Внизу взвизгнул стартер зажигания, и заработал мотор. Те тоже услышали, на мгновение замерли, заторопились. Шум мотора отодвигался. «Неужели без меня?» — отчаянно подумал Фролов.
Он бросился вниз по лестнице, пробежал двор и увидел, как по набережной несется белый «форд».
— Марианна! — зачем-то закричал он.
Те поднимали корзину в багажник.
Резкий удар, скрежет, «мерседес» двинулся назад, накренился и боком рухнул вниз.
Он видел, как Мартиниш скатывается по лестнице, услышал жуткий вопль того, квадратного, придавленного «мерседесом».
Изо всех сил под гору бежал Фролов по набережной. «Только бы спасти ее!» — бешено билась мысль.
Из мотора «форда» валил дым. Дверь медленно открылась, и она шатко вышла, отходя в сторону.
— Марианна! — крикнул он.
И в этот миг раздался выстрел. Она медленно повернулась к стрелявшему и упала. Мартиниш поднялся, озираясь, увидел бегущего Фролова и выстрелил в него, но промахнулся. Хромая, он поспешил к воде, крича рыбакам:
— Сеньоры! Сеньоры!
Фролов поднял Марианну на руки, унося ее подальше от горящей машины.

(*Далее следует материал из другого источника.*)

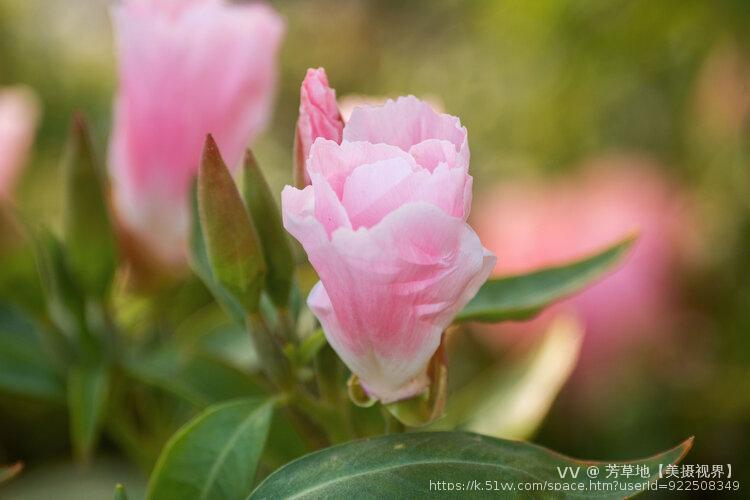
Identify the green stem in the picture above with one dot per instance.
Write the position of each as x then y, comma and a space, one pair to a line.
273, 361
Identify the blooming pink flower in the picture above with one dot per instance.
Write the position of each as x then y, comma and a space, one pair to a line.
319, 116
383, 224
187, 68
18, 117
539, 224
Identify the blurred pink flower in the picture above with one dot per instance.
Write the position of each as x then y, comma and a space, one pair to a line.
19, 112
187, 68
318, 117
534, 223
383, 224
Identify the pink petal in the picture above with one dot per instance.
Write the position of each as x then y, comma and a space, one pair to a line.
392, 290
186, 69
336, 162
403, 123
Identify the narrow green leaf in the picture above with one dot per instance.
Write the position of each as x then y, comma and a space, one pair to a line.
26, 368
267, 219
412, 465
89, 235
232, 243
201, 266
87, 399
214, 456
120, 493
64, 302
10, 471
523, 296
510, 399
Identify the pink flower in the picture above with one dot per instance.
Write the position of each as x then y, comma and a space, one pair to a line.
318, 117
187, 68
18, 117
544, 223
383, 224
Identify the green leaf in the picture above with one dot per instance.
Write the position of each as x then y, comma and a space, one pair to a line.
310, 347
214, 456
523, 296
510, 399
405, 465
265, 214
87, 399
26, 368
120, 493
232, 243
201, 266
64, 302
10, 471
89, 234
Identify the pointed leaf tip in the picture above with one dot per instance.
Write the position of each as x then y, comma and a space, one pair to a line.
266, 217
232, 243
89, 231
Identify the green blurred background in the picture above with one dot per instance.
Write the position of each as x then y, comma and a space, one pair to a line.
542, 86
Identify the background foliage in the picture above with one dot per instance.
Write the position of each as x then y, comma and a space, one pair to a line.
542, 87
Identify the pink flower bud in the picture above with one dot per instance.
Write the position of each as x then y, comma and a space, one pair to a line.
18, 116
384, 225
319, 116
187, 68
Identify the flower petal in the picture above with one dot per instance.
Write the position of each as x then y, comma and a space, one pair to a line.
392, 290
404, 123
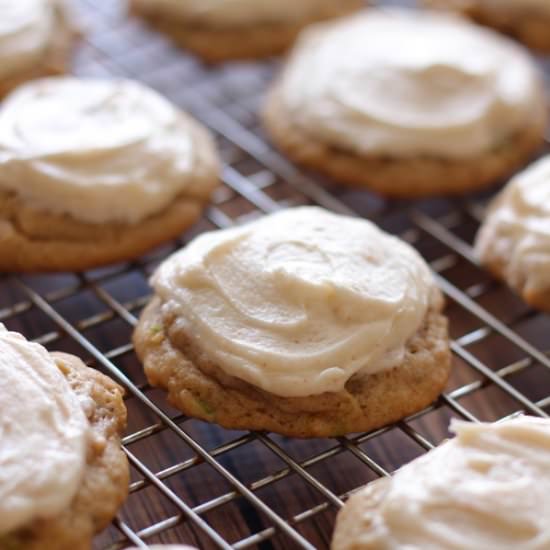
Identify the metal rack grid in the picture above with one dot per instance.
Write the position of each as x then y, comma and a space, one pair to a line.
196, 483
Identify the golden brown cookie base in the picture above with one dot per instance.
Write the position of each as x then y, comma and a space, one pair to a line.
528, 26
201, 389
33, 240
56, 59
104, 486
216, 44
354, 521
406, 177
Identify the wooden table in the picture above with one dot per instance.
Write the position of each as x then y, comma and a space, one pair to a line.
193, 482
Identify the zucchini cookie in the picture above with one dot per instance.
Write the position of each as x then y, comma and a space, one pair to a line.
456, 112
63, 475
220, 30
526, 20
304, 323
463, 494
96, 171
514, 240
36, 40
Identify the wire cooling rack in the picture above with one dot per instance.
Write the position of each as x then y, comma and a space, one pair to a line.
196, 483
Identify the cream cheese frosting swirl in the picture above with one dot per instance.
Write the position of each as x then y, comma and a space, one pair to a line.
517, 228
43, 435
26, 30
297, 302
402, 83
487, 488
98, 150
226, 13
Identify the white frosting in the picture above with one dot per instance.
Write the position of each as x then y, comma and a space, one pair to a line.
26, 28
99, 150
487, 488
517, 228
43, 434
406, 83
299, 301
237, 12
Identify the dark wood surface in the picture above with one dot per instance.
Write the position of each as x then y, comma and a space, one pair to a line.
102, 306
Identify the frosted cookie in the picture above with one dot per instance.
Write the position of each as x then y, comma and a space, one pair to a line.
527, 20
454, 113
487, 488
63, 474
514, 239
304, 323
220, 30
96, 171
36, 40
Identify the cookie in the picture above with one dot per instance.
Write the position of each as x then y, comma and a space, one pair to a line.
526, 20
514, 239
36, 40
463, 494
96, 171
237, 29
69, 476
454, 114
303, 323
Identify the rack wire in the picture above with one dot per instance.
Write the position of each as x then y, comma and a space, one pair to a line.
196, 483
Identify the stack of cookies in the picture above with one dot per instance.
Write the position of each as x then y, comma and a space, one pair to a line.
304, 322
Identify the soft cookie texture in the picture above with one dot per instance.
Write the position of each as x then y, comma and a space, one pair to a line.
277, 326
463, 494
103, 483
460, 110
96, 171
526, 20
36, 40
514, 239
237, 29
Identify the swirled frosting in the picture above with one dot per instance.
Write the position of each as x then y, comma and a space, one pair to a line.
98, 150
487, 488
403, 83
43, 434
299, 301
240, 12
26, 28
517, 228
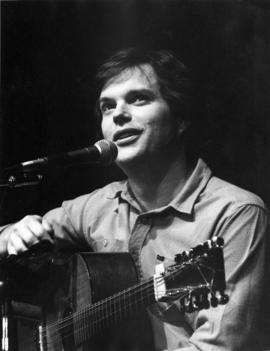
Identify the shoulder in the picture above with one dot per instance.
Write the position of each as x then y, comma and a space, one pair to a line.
230, 195
97, 198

— Я умираю, Саша, — прошептала она.
— Машенька, ты будешь жить.
— Я так устала, будто мне сто лет. Он зовет меня, Мануэл…

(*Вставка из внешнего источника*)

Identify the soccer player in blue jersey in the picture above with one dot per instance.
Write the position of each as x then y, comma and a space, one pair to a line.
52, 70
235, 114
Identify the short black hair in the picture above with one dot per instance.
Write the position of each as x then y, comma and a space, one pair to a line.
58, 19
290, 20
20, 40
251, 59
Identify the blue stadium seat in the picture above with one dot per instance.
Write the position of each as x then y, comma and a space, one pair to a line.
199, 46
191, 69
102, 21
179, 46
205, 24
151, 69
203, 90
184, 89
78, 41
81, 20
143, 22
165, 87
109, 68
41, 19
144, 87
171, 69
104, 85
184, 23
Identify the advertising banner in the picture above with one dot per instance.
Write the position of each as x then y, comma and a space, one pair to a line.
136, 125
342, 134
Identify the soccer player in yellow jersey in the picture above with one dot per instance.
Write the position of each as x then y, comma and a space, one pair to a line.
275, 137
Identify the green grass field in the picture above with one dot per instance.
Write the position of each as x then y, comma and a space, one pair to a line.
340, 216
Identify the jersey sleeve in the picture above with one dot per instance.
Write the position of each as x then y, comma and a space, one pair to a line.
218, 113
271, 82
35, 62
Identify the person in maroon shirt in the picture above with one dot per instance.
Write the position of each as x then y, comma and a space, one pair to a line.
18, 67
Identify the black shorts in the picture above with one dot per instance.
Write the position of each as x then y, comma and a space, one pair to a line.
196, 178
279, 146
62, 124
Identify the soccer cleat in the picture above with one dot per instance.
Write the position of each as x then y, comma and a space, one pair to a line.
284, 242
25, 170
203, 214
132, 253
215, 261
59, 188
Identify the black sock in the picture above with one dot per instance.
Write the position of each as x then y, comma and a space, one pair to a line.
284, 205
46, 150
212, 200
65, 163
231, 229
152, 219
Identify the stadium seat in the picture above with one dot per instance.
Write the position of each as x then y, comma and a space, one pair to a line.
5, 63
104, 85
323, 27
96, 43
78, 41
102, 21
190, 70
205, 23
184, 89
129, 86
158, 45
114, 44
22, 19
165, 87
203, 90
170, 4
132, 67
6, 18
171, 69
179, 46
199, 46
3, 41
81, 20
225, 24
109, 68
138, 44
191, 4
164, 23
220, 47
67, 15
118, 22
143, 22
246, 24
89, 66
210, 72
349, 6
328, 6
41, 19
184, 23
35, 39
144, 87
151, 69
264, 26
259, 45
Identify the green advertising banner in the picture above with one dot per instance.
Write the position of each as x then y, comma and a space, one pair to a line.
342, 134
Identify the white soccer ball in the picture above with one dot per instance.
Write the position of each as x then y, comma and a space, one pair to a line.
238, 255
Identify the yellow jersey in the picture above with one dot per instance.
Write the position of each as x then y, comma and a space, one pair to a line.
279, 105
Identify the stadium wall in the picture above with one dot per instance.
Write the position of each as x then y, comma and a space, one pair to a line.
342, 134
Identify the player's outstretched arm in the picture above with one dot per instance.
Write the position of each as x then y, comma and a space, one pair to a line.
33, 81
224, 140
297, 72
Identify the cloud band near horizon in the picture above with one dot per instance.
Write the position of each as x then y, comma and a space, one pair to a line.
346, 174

Она едва произносила слова, причем по-французски, но он понимал.
— Все будет хорошо, Машенька, потерпи, — утешал он, не замечая того, что говорит по-русски. — Потерпи немножко.
Он бережно опустил ее на землю. Сбросил пиджак, подложил ей под голову. Она была во всем послушна, устало прикрыв глаза. Неземное успокоение уже коснулось ее бледного прекрасного лица. Но он этого не заметил. Он торопился. Его страшило, что Жозе да Силва, или Фернандо Мартиниш, опять уйдет от расплаты.
Фролов пригнувшись, крадучись пересек набережную. Он сразу увидел того у самой воды, зовущего лодочников. «Сеньоры! Сеньоры!» — несся его отчаянный вопль.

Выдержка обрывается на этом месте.